- Born: 1911 Thailand
- Died: 1990 (aged 78–79) Hong Kong
- Other names: Chan Lap-Ban, Chan Lap-Pun, Chan Lap-Bun, Chan Laap-Ban, Maria Chan, Chen Hui-Fang, Chen Li-Pin
- Occupation: Actress
- Years active: 1949–1990

= Lap-Ban Chan =

Chinese actress from Hong Kong

Lap-Ban Chan (陳立品) (1911-1990) was a former Chinese actress from Hong Kong. Chan was credited with over 440 films.

== Personal life ==
In 1911, Chan was born in Thailand.

== Career ==
In 1949, Chan became an actress for Nanyang Film Company in Hong Kong. Chan first appeared in Adventure at the Women's House, a 1949 Cantonese opera film directed by Fung Chi-Kong.
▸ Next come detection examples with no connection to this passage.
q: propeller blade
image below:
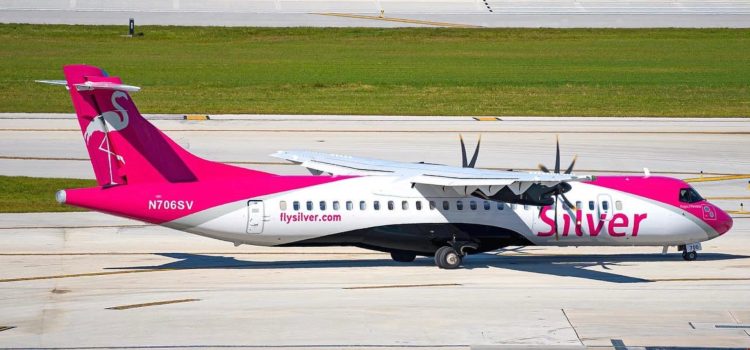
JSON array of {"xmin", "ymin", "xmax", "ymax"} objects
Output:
[
  {"xmin": 469, "ymin": 134, "xmax": 482, "ymax": 168},
  {"xmin": 555, "ymin": 135, "xmax": 560, "ymax": 174},
  {"xmin": 565, "ymin": 154, "xmax": 578, "ymax": 174},
  {"xmin": 458, "ymin": 134, "xmax": 469, "ymax": 168},
  {"xmin": 555, "ymin": 194, "xmax": 560, "ymax": 241},
  {"xmin": 560, "ymin": 192, "xmax": 576, "ymax": 210}
]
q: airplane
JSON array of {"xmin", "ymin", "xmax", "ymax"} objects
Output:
[{"xmin": 39, "ymin": 65, "xmax": 732, "ymax": 269}]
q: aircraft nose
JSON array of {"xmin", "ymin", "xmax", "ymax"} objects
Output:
[
  {"xmin": 715, "ymin": 208, "xmax": 734, "ymax": 236},
  {"xmin": 704, "ymin": 204, "xmax": 734, "ymax": 238}
]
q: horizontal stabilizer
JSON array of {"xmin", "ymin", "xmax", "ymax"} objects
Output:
[{"xmin": 35, "ymin": 80, "xmax": 141, "ymax": 92}]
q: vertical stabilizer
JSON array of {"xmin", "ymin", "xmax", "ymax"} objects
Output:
[{"xmin": 64, "ymin": 65, "xmax": 265, "ymax": 186}]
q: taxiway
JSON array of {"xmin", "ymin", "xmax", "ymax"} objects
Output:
[{"xmin": 0, "ymin": 114, "xmax": 750, "ymax": 349}]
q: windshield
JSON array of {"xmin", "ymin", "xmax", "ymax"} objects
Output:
[{"xmin": 680, "ymin": 187, "xmax": 703, "ymax": 203}]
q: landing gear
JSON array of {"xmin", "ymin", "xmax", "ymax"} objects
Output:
[
  {"xmin": 435, "ymin": 235, "xmax": 479, "ymax": 270},
  {"xmin": 682, "ymin": 250, "xmax": 698, "ymax": 261},
  {"xmin": 391, "ymin": 251, "xmax": 417, "ymax": 262},
  {"xmin": 435, "ymin": 246, "xmax": 462, "ymax": 270},
  {"xmin": 677, "ymin": 243, "xmax": 701, "ymax": 261}
]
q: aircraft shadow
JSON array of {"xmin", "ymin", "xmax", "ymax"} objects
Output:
[{"xmin": 109, "ymin": 249, "xmax": 750, "ymax": 283}]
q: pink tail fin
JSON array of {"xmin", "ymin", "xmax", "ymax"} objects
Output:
[{"xmin": 64, "ymin": 65, "xmax": 265, "ymax": 186}]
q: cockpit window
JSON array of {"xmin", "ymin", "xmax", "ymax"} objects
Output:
[{"xmin": 680, "ymin": 187, "xmax": 703, "ymax": 203}]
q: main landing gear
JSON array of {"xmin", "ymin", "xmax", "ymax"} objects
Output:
[
  {"xmin": 391, "ymin": 251, "xmax": 417, "ymax": 262},
  {"xmin": 435, "ymin": 239, "xmax": 479, "ymax": 270}
]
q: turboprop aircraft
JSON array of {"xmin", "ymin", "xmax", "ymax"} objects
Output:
[{"xmin": 42, "ymin": 65, "xmax": 732, "ymax": 269}]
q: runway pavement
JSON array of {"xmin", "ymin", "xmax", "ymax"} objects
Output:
[
  {"xmin": 0, "ymin": 114, "xmax": 750, "ymax": 349},
  {"xmin": 0, "ymin": 0, "xmax": 750, "ymax": 28}
]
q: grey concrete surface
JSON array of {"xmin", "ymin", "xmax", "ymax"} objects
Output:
[
  {"xmin": 0, "ymin": 0, "xmax": 750, "ymax": 28},
  {"xmin": 0, "ymin": 114, "xmax": 750, "ymax": 349},
  {"xmin": 0, "ymin": 113, "xmax": 750, "ymax": 178},
  {"xmin": 0, "ymin": 213, "xmax": 750, "ymax": 349}
]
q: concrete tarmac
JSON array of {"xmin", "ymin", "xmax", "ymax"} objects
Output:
[
  {"xmin": 0, "ymin": 114, "xmax": 750, "ymax": 349},
  {"xmin": 0, "ymin": 213, "xmax": 750, "ymax": 349}
]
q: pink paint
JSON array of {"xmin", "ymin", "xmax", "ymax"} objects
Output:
[
  {"xmin": 65, "ymin": 175, "xmax": 351, "ymax": 224},
  {"xmin": 57, "ymin": 65, "xmax": 351, "ymax": 224},
  {"xmin": 537, "ymin": 206, "xmax": 648, "ymax": 237},
  {"xmin": 63, "ymin": 65, "xmax": 270, "ymax": 186},
  {"xmin": 587, "ymin": 176, "xmax": 732, "ymax": 235}
]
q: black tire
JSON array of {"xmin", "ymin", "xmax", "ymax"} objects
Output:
[
  {"xmin": 682, "ymin": 251, "xmax": 698, "ymax": 261},
  {"xmin": 391, "ymin": 251, "xmax": 417, "ymax": 262},
  {"xmin": 435, "ymin": 246, "xmax": 462, "ymax": 270},
  {"xmin": 435, "ymin": 247, "xmax": 450, "ymax": 269}
]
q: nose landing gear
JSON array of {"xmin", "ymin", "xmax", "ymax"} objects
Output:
[
  {"xmin": 677, "ymin": 243, "xmax": 701, "ymax": 261},
  {"xmin": 682, "ymin": 250, "xmax": 698, "ymax": 261}
]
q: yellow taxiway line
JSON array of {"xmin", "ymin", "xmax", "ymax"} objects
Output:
[
  {"xmin": 313, "ymin": 12, "xmax": 482, "ymax": 28},
  {"xmin": 684, "ymin": 174, "xmax": 750, "ymax": 182},
  {"xmin": 107, "ymin": 299, "xmax": 200, "ymax": 310}
]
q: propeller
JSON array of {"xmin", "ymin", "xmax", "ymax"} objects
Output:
[
  {"xmin": 539, "ymin": 136, "xmax": 578, "ymax": 174},
  {"xmin": 458, "ymin": 134, "xmax": 482, "ymax": 168},
  {"xmin": 539, "ymin": 135, "xmax": 578, "ymax": 241}
]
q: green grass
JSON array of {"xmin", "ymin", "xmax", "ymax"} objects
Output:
[
  {"xmin": 0, "ymin": 176, "xmax": 96, "ymax": 213},
  {"xmin": 0, "ymin": 25, "xmax": 750, "ymax": 117}
]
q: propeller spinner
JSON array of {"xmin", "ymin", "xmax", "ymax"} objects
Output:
[{"xmin": 539, "ymin": 136, "xmax": 578, "ymax": 241}]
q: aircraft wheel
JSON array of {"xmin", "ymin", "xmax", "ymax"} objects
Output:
[
  {"xmin": 435, "ymin": 246, "xmax": 462, "ymax": 270},
  {"xmin": 391, "ymin": 251, "xmax": 417, "ymax": 262},
  {"xmin": 682, "ymin": 251, "xmax": 698, "ymax": 261}
]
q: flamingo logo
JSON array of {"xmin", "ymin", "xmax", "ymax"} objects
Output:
[{"xmin": 83, "ymin": 90, "xmax": 129, "ymax": 144}]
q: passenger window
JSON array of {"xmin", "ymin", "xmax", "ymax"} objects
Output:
[{"xmin": 680, "ymin": 187, "xmax": 703, "ymax": 203}]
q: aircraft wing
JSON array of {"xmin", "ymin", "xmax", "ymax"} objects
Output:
[{"xmin": 271, "ymin": 151, "xmax": 592, "ymax": 195}]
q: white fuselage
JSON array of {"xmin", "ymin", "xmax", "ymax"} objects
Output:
[{"xmin": 165, "ymin": 176, "xmax": 715, "ymax": 246}]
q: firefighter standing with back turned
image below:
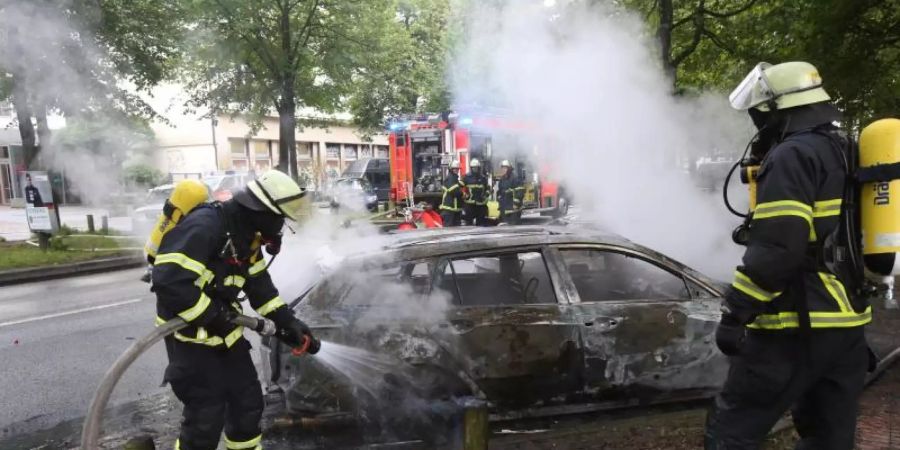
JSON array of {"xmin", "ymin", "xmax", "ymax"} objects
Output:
[
  {"xmin": 497, "ymin": 159, "xmax": 525, "ymax": 225},
  {"xmin": 463, "ymin": 158, "xmax": 488, "ymax": 226},
  {"xmin": 706, "ymin": 62, "xmax": 871, "ymax": 450},
  {"xmin": 153, "ymin": 170, "xmax": 318, "ymax": 450},
  {"xmin": 441, "ymin": 161, "xmax": 465, "ymax": 227}
]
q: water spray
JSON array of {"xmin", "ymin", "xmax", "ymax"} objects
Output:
[{"xmin": 81, "ymin": 315, "xmax": 302, "ymax": 450}]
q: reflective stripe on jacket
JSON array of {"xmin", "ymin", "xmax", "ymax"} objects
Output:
[
  {"xmin": 153, "ymin": 206, "xmax": 292, "ymax": 347},
  {"xmin": 463, "ymin": 173, "xmax": 487, "ymax": 205},
  {"xmin": 727, "ymin": 131, "xmax": 872, "ymax": 330},
  {"xmin": 441, "ymin": 172, "xmax": 465, "ymax": 212}
]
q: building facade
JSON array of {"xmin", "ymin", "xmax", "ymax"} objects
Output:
[{"xmin": 152, "ymin": 115, "xmax": 388, "ymax": 190}]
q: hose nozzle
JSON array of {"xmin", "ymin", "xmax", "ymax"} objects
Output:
[{"xmin": 291, "ymin": 334, "xmax": 322, "ymax": 356}]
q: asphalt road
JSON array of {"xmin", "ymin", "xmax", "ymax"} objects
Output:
[{"xmin": 0, "ymin": 269, "xmax": 160, "ymax": 442}]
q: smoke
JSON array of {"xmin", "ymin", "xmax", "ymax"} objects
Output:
[
  {"xmin": 449, "ymin": 1, "xmax": 751, "ymax": 276},
  {"xmin": 0, "ymin": 0, "xmax": 153, "ymax": 204}
]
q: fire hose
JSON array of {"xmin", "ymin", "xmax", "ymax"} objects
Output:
[{"xmin": 81, "ymin": 315, "xmax": 318, "ymax": 450}]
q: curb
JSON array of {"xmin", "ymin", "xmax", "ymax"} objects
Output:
[{"xmin": 0, "ymin": 253, "xmax": 147, "ymax": 286}]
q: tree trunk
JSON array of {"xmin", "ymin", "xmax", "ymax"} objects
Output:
[
  {"xmin": 656, "ymin": 0, "xmax": 675, "ymax": 86},
  {"xmin": 13, "ymin": 86, "xmax": 37, "ymax": 168},
  {"xmin": 278, "ymin": 2, "xmax": 299, "ymax": 180},
  {"xmin": 35, "ymin": 104, "xmax": 51, "ymax": 156},
  {"xmin": 278, "ymin": 92, "xmax": 297, "ymax": 179}
]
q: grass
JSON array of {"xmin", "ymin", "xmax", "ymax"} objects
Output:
[{"xmin": 0, "ymin": 242, "xmax": 134, "ymax": 270}]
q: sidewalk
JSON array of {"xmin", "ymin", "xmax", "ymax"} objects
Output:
[{"xmin": 0, "ymin": 205, "xmax": 131, "ymax": 241}]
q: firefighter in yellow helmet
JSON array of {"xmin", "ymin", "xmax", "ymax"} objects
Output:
[
  {"xmin": 463, "ymin": 158, "xmax": 488, "ymax": 226},
  {"xmin": 497, "ymin": 159, "xmax": 525, "ymax": 225},
  {"xmin": 153, "ymin": 170, "xmax": 318, "ymax": 450},
  {"xmin": 706, "ymin": 62, "xmax": 872, "ymax": 450},
  {"xmin": 440, "ymin": 161, "xmax": 465, "ymax": 227}
]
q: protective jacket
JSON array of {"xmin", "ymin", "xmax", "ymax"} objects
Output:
[
  {"xmin": 463, "ymin": 172, "xmax": 487, "ymax": 205},
  {"xmin": 497, "ymin": 175, "xmax": 525, "ymax": 214},
  {"xmin": 441, "ymin": 172, "xmax": 464, "ymax": 212},
  {"xmin": 726, "ymin": 124, "xmax": 872, "ymax": 330},
  {"xmin": 153, "ymin": 203, "xmax": 293, "ymax": 348}
]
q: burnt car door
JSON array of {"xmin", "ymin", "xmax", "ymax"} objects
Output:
[
  {"xmin": 550, "ymin": 245, "xmax": 727, "ymax": 402},
  {"xmin": 434, "ymin": 248, "xmax": 582, "ymax": 406}
]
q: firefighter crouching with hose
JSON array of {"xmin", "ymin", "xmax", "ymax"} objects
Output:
[
  {"xmin": 152, "ymin": 170, "xmax": 318, "ymax": 450},
  {"xmin": 706, "ymin": 62, "xmax": 872, "ymax": 450}
]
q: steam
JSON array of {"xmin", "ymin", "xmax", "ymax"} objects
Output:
[
  {"xmin": 0, "ymin": 0, "xmax": 153, "ymax": 204},
  {"xmin": 450, "ymin": 1, "xmax": 751, "ymax": 277}
]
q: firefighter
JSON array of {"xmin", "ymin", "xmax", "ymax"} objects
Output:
[
  {"xmin": 463, "ymin": 158, "xmax": 488, "ymax": 226},
  {"xmin": 497, "ymin": 159, "xmax": 525, "ymax": 225},
  {"xmin": 706, "ymin": 62, "xmax": 871, "ymax": 450},
  {"xmin": 153, "ymin": 170, "xmax": 315, "ymax": 450},
  {"xmin": 441, "ymin": 161, "xmax": 465, "ymax": 227}
]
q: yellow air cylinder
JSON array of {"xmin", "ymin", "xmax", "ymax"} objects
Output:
[{"xmin": 859, "ymin": 119, "xmax": 900, "ymax": 277}]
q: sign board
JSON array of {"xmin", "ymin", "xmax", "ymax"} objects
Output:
[{"xmin": 19, "ymin": 171, "xmax": 59, "ymax": 233}]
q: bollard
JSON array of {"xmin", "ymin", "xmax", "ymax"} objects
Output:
[
  {"xmin": 462, "ymin": 399, "xmax": 490, "ymax": 450},
  {"xmin": 38, "ymin": 232, "xmax": 50, "ymax": 252}
]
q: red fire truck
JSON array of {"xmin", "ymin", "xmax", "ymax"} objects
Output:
[{"xmin": 388, "ymin": 112, "xmax": 568, "ymax": 216}]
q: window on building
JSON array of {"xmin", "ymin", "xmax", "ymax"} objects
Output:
[
  {"xmin": 560, "ymin": 249, "xmax": 691, "ymax": 302},
  {"xmin": 344, "ymin": 144, "xmax": 359, "ymax": 159},
  {"xmin": 437, "ymin": 251, "xmax": 556, "ymax": 306},
  {"xmin": 225, "ymin": 139, "xmax": 250, "ymax": 170},
  {"xmin": 250, "ymin": 139, "xmax": 272, "ymax": 172},
  {"xmin": 325, "ymin": 144, "xmax": 341, "ymax": 159},
  {"xmin": 297, "ymin": 142, "xmax": 312, "ymax": 161}
]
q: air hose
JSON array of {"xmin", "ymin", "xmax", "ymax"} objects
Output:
[{"xmin": 81, "ymin": 315, "xmax": 280, "ymax": 450}]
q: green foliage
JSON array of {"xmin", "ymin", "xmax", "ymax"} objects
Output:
[{"xmin": 621, "ymin": 0, "xmax": 900, "ymax": 130}]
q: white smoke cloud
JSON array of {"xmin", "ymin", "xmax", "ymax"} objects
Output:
[{"xmin": 449, "ymin": 1, "xmax": 751, "ymax": 277}]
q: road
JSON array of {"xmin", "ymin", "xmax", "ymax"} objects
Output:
[{"xmin": 0, "ymin": 269, "xmax": 160, "ymax": 447}]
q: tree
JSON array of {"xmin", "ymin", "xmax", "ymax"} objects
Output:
[
  {"xmin": 350, "ymin": 0, "xmax": 451, "ymax": 129},
  {"xmin": 185, "ymin": 0, "xmax": 397, "ymax": 176},
  {"xmin": 0, "ymin": 0, "xmax": 181, "ymax": 167},
  {"xmin": 623, "ymin": 0, "xmax": 766, "ymax": 87}
]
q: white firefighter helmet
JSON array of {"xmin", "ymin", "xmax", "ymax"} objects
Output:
[
  {"xmin": 728, "ymin": 61, "xmax": 831, "ymax": 111},
  {"xmin": 234, "ymin": 170, "xmax": 306, "ymax": 222}
]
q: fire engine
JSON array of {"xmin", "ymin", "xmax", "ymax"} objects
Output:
[{"xmin": 388, "ymin": 111, "xmax": 568, "ymax": 220}]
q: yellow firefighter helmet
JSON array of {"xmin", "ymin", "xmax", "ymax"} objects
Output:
[{"xmin": 728, "ymin": 61, "xmax": 831, "ymax": 111}]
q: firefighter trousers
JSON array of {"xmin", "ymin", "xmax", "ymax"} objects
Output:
[
  {"xmin": 705, "ymin": 327, "xmax": 869, "ymax": 450},
  {"xmin": 466, "ymin": 203, "xmax": 487, "ymax": 227},
  {"xmin": 166, "ymin": 337, "xmax": 263, "ymax": 450},
  {"xmin": 441, "ymin": 209, "xmax": 462, "ymax": 227}
]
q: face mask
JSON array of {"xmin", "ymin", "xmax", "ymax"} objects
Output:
[{"xmin": 747, "ymin": 108, "xmax": 781, "ymax": 161}]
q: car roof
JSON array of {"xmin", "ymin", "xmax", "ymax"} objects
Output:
[{"xmin": 320, "ymin": 221, "xmax": 714, "ymax": 294}]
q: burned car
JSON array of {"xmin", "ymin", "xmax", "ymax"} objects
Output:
[{"xmin": 263, "ymin": 226, "xmax": 727, "ymax": 424}]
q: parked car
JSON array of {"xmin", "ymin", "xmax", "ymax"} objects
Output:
[
  {"xmin": 262, "ymin": 225, "xmax": 727, "ymax": 419},
  {"xmin": 341, "ymin": 158, "xmax": 391, "ymax": 202},
  {"xmin": 329, "ymin": 178, "xmax": 378, "ymax": 211},
  {"xmin": 203, "ymin": 173, "xmax": 253, "ymax": 201},
  {"xmin": 131, "ymin": 184, "xmax": 175, "ymax": 236}
]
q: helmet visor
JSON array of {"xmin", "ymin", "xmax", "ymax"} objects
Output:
[{"xmin": 728, "ymin": 62, "xmax": 775, "ymax": 111}]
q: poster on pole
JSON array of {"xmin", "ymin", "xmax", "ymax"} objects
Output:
[{"xmin": 19, "ymin": 171, "xmax": 59, "ymax": 233}]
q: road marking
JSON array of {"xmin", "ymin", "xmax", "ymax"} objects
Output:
[{"xmin": 0, "ymin": 298, "xmax": 142, "ymax": 328}]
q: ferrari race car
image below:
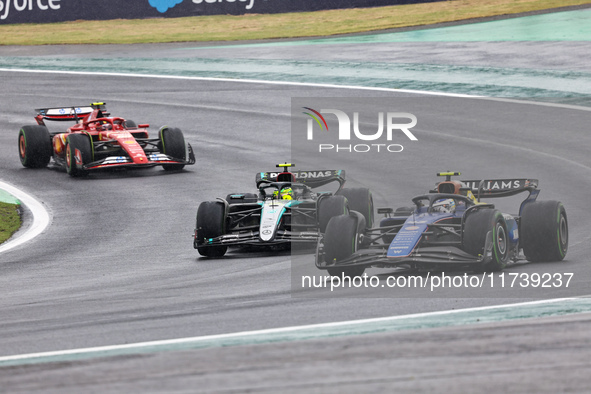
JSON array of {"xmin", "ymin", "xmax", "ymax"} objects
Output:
[
  {"xmin": 18, "ymin": 103, "xmax": 195, "ymax": 176},
  {"xmin": 316, "ymin": 172, "xmax": 568, "ymax": 276},
  {"xmin": 193, "ymin": 163, "xmax": 374, "ymax": 257}
]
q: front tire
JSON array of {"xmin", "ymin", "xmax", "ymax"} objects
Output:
[
  {"xmin": 324, "ymin": 215, "xmax": 365, "ymax": 277},
  {"xmin": 18, "ymin": 125, "xmax": 53, "ymax": 168},
  {"xmin": 339, "ymin": 187, "xmax": 374, "ymax": 228},
  {"xmin": 195, "ymin": 201, "xmax": 228, "ymax": 257},
  {"xmin": 462, "ymin": 209, "xmax": 509, "ymax": 272},
  {"xmin": 160, "ymin": 127, "xmax": 187, "ymax": 171},
  {"xmin": 316, "ymin": 196, "xmax": 349, "ymax": 233},
  {"xmin": 520, "ymin": 201, "xmax": 568, "ymax": 262}
]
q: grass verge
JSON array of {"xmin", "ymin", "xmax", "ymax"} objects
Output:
[
  {"xmin": 0, "ymin": 202, "xmax": 21, "ymax": 244},
  {"xmin": 0, "ymin": 0, "xmax": 591, "ymax": 45}
]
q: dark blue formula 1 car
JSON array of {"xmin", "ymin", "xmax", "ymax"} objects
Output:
[{"xmin": 316, "ymin": 172, "xmax": 568, "ymax": 276}]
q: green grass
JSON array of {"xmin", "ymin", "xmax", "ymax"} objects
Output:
[
  {"xmin": 0, "ymin": 202, "xmax": 21, "ymax": 244},
  {"xmin": 0, "ymin": 0, "xmax": 591, "ymax": 45}
]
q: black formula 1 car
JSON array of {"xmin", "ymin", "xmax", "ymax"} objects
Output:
[
  {"xmin": 193, "ymin": 163, "xmax": 374, "ymax": 257},
  {"xmin": 316, "ymin": 172, "xmax": 568, "ymax": 276},
  {"xmin": 18, "ymin": 103, "xmax": 195, "ymax": 176}
]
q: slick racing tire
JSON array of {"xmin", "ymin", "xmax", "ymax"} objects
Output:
[
  {"xmin": 66, "ymin": 134, "xmax": 93, "ymax": 177},
  {"xmin": 462, "ymin": 208, "xmax": 510, "ymax": 272},
  {"xmin": 195, "ymin": 201, "xmax": 228, "ymax": 257},
  {"xmin": 324, "ymin": 215, "xmax": 365, "ymax": 278},
  {"xmin": 18, "ymin": 125, "xmax": 53, "ymax": 168},
  {"xmin": 316, "ymin": 196, "xmax": 349, "ymax": 233},
  {"xmin": 160, "ymin": 127, "xmax": 186, "ymax": 171},
  {"xmin": 339, "ymin": 187, "xmax": 374, "ymax": 228},
  {"xmin": 519, "ymin": 201, "xmax": 568, "ymax": 262}
]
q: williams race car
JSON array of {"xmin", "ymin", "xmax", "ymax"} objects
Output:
[
  {"xmin": 316, "ymin": 172, "xmax": 568, "ymax": 276},
  {"xmin": 18, "ymin": 103, "xmax": 195, "ymax": 176},
  {"xmin": 193, "ymin": 163, "xmax": 374, "ymax": 257}
]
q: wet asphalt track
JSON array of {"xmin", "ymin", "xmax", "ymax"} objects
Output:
[{"xmin": 0, "ymin": 7, "xmax": 591, "ymax": 392}]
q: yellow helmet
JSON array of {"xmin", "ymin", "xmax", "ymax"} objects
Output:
[{"xmin": 279, "ymin": 187, "xmax": 292, "ymax": 200}]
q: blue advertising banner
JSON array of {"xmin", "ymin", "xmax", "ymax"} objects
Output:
[{"xmin": 0, "ymin": 0, "xmax": 442, "ymax": 24}]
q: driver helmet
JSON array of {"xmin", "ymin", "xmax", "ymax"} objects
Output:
[
  {"xmin": 97, "ymin": 121, "xmax": 113, "ymax": 131},
  {"xmin": 432, "ymin": 198, "xmax": 456, "ymax": 213},
  {"xmin": 273, "ymin": 187, "xmax": 293, "ymax": 200}
]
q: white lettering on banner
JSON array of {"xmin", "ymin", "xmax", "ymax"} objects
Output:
[
  {"xmin": 0, "ymin": 0, "xmax": 61, "ymax": 20},
  {"xmin": 193, "ymin": 0, "xmax": 254, "ymax": 10}
]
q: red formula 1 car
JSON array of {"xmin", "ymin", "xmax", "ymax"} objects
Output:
[{"xmin": 18, "ymin": 103, "xmax": 195, "ymax": 176}]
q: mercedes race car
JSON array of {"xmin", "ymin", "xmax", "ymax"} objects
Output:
[
  {"xmin": 316, "ymin": 172, "xmax": 568, "ymax": 276},
  {"xmin": 193, "ymin": 163, "xmax": 374, "ymax": 257},
  {"xmin": 18, "ymin": 103, "xmax": 195, "ymax": 176}
]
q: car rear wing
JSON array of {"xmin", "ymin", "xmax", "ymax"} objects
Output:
[
  {"xmin": 460, "ymin": 178, "xmax": 538, "ymax": 198},
  {"xmin": 35, "ymin": 106, "xmax": 94, "ymax": 121},
  {"xmin": 256, "ymin": 170, "xmax": 345, "ymax": 189}
]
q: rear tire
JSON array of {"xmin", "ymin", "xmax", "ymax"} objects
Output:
[
  {"xmin": 316, "ymin": 196, "xmax": 349, "ymax": 233},
  {"xmin": 339, "ymin": 187, "xmax": 374, "ymax": 228},
  {"xmin": 18, "ymin": 125, "xmax": 53, "ymax": 168},
  {"xmin": 324, "ymin": 215, "xmax": 365, "ymax": 277},
  {"xmin": 66, "ymin": 134, "xmax": 93, "ymax": 177},
  {"xmin": 519, "ymin": 201, "xmax": 568, "ymax": 262},
  {"xmin": 160, "ymin": 127, "xmax": 187, "ymax": 171},
  {"xmin": 462, "ymin": 209, "xmax": 509, "ymax": 272},
  {"xmin": 195, "ymin": 201, "xmax": 228, "ymax": 257}
]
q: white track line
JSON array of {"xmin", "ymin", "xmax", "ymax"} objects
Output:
[
  {"xmin": 0, "ymin": 68, "xmax": 591, "ymax": 111},
  {"xmin": 0, "ymin": 297, "xmax": 584, "ymax": 365},
  {"xmin": 0, "ymin": 181, "xmax": 51, "ymax": 253}
]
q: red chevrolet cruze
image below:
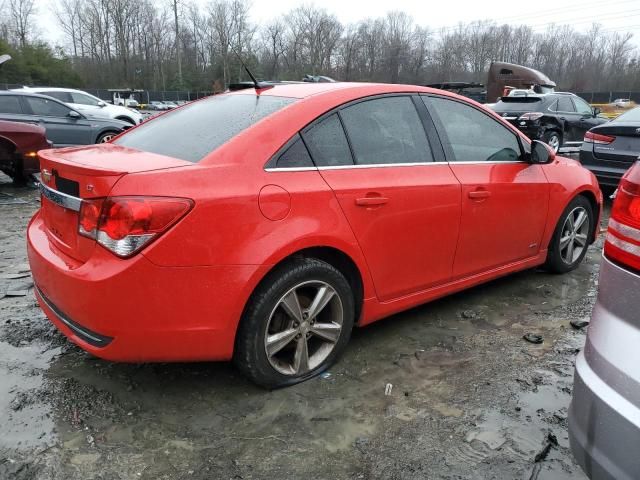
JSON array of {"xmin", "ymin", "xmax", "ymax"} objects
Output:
[{"xmin": 28, "ymin": 83, "xmax": 602, "ymax": 387}]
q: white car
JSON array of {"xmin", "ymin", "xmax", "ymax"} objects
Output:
[
  {"xmin": 613, "ymin": 98, "xmax": 631, "ymax": 108},
  {"xmin": 14, "ymin": 87, "xmax": 143, "ymax": 125}
]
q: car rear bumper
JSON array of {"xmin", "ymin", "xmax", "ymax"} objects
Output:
[
  {"xmin": 27, "ymin": 214, "xmax": 267, "ymax": 362},
  {"xmin": 580, "ymin": 144, "xmax": 630, "ymax": 187},
  {"xmin": 569, "ymin": 258, "xmax": 640, "ymax": 480}
]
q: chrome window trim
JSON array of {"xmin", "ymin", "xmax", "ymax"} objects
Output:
[
  {"xmin": 38, "ymin": 182, "xmax": 82, "ymax": 212},
  {"xmin": 264, "ymin": 160, "xmax": 528, "ymax": 173}
]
Chan primarily played supporting roles, such as a mother, aunt, landlady, sifu, doctor or maid, in a wide variety of films, including Hong Kong action cinema and comedies. Her most well-known films include Blood, Rouge and Tears (1950), Joyous Reunion (1952), Half a Sword (Part 1) (1963), and Buddha's Palm (1982). Chan's last film was Look Out, Officer!, a 1990 comedy film directed by Lau Shut-Yue. Chan is credited with over 440 films.

== Filmography ==
=== Films ===
This is a partial list of films.
- 1949 Adventure at the Women's House - Cantonese opera
- 1950 Black Market Marriage
- 1950 Wild Flowers Are Sweeter - Ah Choi, maid
- 1950 The Kid - Landlady
- 1950 Lust of a Grand Lady - Musical
- 1950 Blood, Rouge and Tears - Doctor
- 1952 Joyous Reunion - Pretty woman
- 1955 Backyard Adventures - Fortune-teller's servant
- 1955 The Faithful Wife
- 1963 Half a Sword (Part 1) - Sifu
- 1965 Dim-Sum Queen - Eighth Aunt
- 1979 The Wickedness in Poverty - Old Playboy bunny
- 1981 Super Fool! - Dragon's mother
- 1981 Bewitched - Old magic woman
- 1981 Wedding Bells, Wedding Belles
- 1982 Buddha's Palm - Clan leader
- 1983 Hong Kong Playboys
- 1983 The Lost Generation - Auntie Sam
- 1983 Red Panther - Lei's mother
- 1984 Prince Charming - May's grandmother
- 1984 Wits of the Brats - Mary, old maid
- 1989 God of Gamblers - Knife's mother
- 1990 Look Out, Officer! - Cleaning lady

== Personal life ==
On July 18, 1990, Chan died in Hong Kong.